Response: The parameter L1 for measuring the distance between the center points of the strip is used as variable index in the FEM simulation, where m represents the minimum line width between micropillars calculated from the geometric relationship with fixed parameters of the length and width of the micro pillars, which is an important parameter in practical fabrication process. With the microfabrication facilities used in this work, the highest aspect ratio (pillar height: pillar diameter) is about 10: 1; Meanwhile, in order to achieve better enrichment effect, the micropillars need to have the height more than 150µm height [17]. So the minimum line width m allowed for devices is 15μm.
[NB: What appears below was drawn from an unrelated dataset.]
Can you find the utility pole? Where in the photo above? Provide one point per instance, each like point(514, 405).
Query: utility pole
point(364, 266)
Given the parameters of W1=50 μm,W2=20 μm in the simulation model as shown in Figure 4a，the minimum column spacing L1 could be calculated to be 50μm. In the simulation, so the velocity of fluid raises with the increase of L1, which means that a smaller L1 can achieve a higher capture efficiency. Therefore, we selected L1= 50 μm in this study for the subsequent process.

In the revised manuscript, we revised the figure 4a for marking the geometry parameters of micro pillars. Also, we added the explanation for why we select a column spacing of 50 µm in the manuscript. (lines 239-245). Meanwhile, we introduced the simulation model in details, as shown in Figure A1 in the supplementary material.

•      The authors added in the carbonyl concentration in the experimental (line 189) to substantiate the “ppb level trace carbonyl compound capture.” (line 320). It would be useful if the concentration was also quoted alongside that statement in line 320.

Response: We added the concentration (0.01 μmol/L) alongside the statement in line 328 in order to be consistent with the above(line 191).

In case of further information please feel free to contact me. Looking forward to hearing from you.

Sincerely Yours

Dr. Jie Cheng

Institute of Microelectronics of Chinese Academy of Sciences

E-mail: [email protected]

Author Response File: Author Response.pdf

Reviewer 2 Report

Ok for publication in the present form

Author Response

Dear Reviewers,

Hereby we would like to submit the revised manuscript entitled “Microfluidic preconcentration chip with self-assembled chemical modificated surface for trace carbonyl compounds detection (ID: sensors-389213)” for consideration for publishing. The authors are Jie Cheng, Jianwei Shao, Yifei Ye, Yang Zhao, Chengjun Huang *, Li Wang * and Mingxiao Li *.

We are very grateful for the reviewers’ constructive comments to improve the quality of the manuscript.

Sincerely Yours

Dr. Jie Cheng

Institute of Microelectronics of Chinese Academy of Sciences

E-mail: [email protected]

Round  3

Reviewer 1 Report

I thank the authors for the improvements.